My friend Haroon writes, in despair:

I think there is a Muslim world, there is meant to be an ummah, and that means we belong to each other. Not politically, but in a deeper, more profound sense. Which means we are responsible for each other.

And we will, especially where the ummah is made up of minorities, be blamed for each other’s actions. It is a terrible fact that right now the Middle East is split between an Iranian regime conducting a murderous war in Syria, killing even more than ISIS; ISIS itself; al-Qaeda; Hezbollah, and the entirely unjustifiable Saudi war on Yemen. What do all these actors have in common? They believe themselves to be Islamic. They call themselves Islamic. They claim to uphold God’s word and God’s values.

And what do they do?

Indiscriminately torture. Murder. Starve. Each and every one of them. For shame.

The Prophet Muhammad, peace be upon him, said a time would come to pass when Muslims would abandon Islam in droves, and the worst of people would be the most outwardly religious, and you have to wonder. Are we there yet?

And how much worse can it get?

I am not interested in people who demonize all of Islam; the vast majority of the world’s Muslims reject this violence.

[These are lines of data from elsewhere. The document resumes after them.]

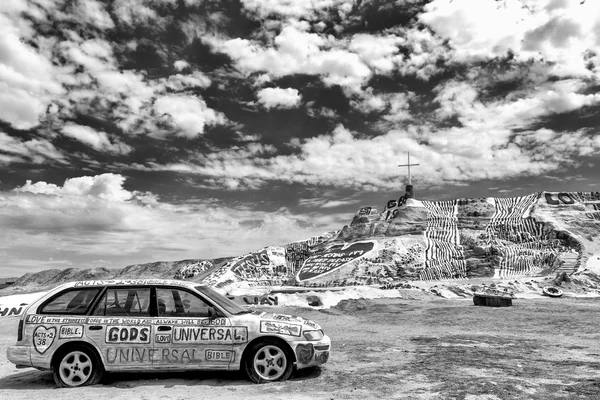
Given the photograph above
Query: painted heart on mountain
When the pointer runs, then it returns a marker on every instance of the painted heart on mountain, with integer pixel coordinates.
(332, 259)
(305, 352)
(43, 338)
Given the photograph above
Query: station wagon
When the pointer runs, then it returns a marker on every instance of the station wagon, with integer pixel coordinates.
(82, 329)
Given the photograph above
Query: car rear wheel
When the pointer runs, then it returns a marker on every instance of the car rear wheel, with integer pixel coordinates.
(77, 366)
(269, 362)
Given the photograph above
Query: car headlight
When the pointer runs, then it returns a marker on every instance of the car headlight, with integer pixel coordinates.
(313, 335)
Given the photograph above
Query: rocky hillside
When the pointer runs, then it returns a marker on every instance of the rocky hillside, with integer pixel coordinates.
(410, 240)
(536, 235)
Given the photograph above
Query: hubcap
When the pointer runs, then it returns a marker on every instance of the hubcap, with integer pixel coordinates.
(270, 363)
(75, 368)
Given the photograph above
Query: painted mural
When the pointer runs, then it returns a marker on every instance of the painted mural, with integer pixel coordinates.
(541, 233)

Wholeheartedly. I am instead interested in why so many millions can accomplish so little.

I am also not interested in platitudes like “Islam is the solution”–as if every problem is religious; Islam is not the solution to a broken bone, nor is there one Islam, or one solution, to most of the world’s pressing challenges–or paeans to our golden age. It is nice that a thousand years ago we were advanced for our time, but what does that mean when we have young people who believe blowing themselves up and killing innocents around them is not just sanctioned by God. But cheered by Him?

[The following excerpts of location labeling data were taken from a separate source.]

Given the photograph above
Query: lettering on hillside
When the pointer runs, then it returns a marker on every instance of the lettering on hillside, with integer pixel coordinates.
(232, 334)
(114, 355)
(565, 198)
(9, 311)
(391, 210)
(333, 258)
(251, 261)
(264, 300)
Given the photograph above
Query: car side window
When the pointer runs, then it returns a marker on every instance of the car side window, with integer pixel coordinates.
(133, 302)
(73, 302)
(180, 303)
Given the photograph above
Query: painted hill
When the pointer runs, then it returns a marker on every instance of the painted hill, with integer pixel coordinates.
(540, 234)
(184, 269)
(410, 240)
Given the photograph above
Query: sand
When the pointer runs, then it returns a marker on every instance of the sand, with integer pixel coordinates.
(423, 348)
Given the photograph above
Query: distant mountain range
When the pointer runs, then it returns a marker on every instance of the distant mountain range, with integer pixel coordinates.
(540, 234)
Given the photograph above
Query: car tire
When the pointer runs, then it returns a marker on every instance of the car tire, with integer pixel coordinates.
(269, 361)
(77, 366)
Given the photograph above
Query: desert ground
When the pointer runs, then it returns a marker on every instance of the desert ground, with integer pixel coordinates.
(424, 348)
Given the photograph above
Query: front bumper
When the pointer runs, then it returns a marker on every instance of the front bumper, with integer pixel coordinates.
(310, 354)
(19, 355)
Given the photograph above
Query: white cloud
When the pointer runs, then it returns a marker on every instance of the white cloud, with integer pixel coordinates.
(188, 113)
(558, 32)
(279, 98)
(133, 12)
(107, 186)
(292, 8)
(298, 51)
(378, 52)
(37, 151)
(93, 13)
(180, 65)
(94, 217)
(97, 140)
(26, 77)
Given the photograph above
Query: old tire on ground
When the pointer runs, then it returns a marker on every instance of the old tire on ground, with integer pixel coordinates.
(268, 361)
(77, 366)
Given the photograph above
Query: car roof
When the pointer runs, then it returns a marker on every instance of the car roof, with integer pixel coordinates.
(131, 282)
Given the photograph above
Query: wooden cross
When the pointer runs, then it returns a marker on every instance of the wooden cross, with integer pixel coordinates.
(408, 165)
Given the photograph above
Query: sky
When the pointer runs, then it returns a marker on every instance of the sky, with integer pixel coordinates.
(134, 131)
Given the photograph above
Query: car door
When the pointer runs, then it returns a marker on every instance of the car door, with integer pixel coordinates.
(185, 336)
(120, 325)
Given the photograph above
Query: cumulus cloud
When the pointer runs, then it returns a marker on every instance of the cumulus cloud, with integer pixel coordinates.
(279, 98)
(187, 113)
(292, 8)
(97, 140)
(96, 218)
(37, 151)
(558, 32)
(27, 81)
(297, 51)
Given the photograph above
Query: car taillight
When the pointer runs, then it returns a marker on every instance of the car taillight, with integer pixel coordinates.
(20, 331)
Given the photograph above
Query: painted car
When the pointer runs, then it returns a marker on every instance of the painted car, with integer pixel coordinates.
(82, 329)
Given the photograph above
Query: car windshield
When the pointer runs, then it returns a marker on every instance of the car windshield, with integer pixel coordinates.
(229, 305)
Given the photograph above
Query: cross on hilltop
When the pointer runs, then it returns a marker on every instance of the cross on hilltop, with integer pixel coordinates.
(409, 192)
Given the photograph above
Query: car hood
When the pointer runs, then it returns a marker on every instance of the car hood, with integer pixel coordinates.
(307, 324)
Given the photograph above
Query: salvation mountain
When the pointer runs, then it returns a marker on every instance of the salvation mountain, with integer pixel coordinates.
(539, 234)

Something more is called for. Not marches against terrorism; those are mere symbolic gestures. Something bigger is called for. Something grander and greater. Initiatives that seek to build institutions out of our common sentiments. Educational enterprises that seek to create leaders, build networks out of them, and amplify their voices and ideas until they drown out the ugliness around them. For the love of God stop building mosques. Build leaders.

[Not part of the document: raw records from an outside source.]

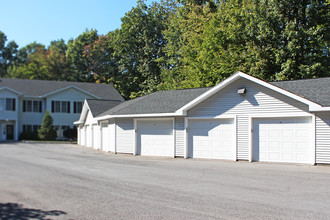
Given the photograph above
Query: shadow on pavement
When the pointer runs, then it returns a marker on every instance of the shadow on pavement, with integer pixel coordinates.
(14, 211)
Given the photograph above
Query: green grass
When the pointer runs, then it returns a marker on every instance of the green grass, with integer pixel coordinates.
(53, 142)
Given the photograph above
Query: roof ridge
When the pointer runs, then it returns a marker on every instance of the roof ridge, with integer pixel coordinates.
(294, 80)
(182, 89)
(138, 99)
(115, 100)
(54, 81)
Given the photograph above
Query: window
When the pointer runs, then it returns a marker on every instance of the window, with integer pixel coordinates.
(10, 104)
(61, 106)
(31, 128)
(32, 106)
(77, 107)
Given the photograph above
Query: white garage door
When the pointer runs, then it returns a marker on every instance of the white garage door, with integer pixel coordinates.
(211, 138)
(155, 138)
(96, 137)
(283, 140)
(105, 137)
(89, 136)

Throughout history, there have been only two actors: the Chief acting unilaterally downwards, and the People acting en masse upwards. I hate to be cynical here but the Chiefs in the Islamic world have a vested interest in the status quo, and the People will not mobilize unless they have an animating ideal. We thought for a time that Freedom was sufficient an ideal for this, but the Arab Spring sputtered and died, and we now have such low expectations that the re-election of Rouhani is seen as some kind of victory when in fact all it does is preserve a status quo. Until the people of Islam themselves rise, nothing will change. I think the only possible solution is to remember that every Islamic people had a pre-Islamic cultural heritage. Perhaps an appeal to that heritage is what can overwhelm the cookie cutter Islam in a Box culture that is exported from Saudi on the authority of their possession of the Holy Sites. If people in Iran, in Syria, in Palestine, in Xinjiang, in Myanmar, in Yemen, in Nigeria, in Somalia, in the Congo, in Darfur… were to reclaim their identity – then we would see true change.

We have 10,000 years of history to draw on. Ten millenia of civilization, built upon fifty millenia of exploration and settlement. Every nation today (with the exception of China) is only a few centuries old at most. What endures is language, culture, writing, art. That is what each of us can do – reclaim our identities from the faceless and sterile vision of Islam that the hirabists proffer, and replace it with something truly alive.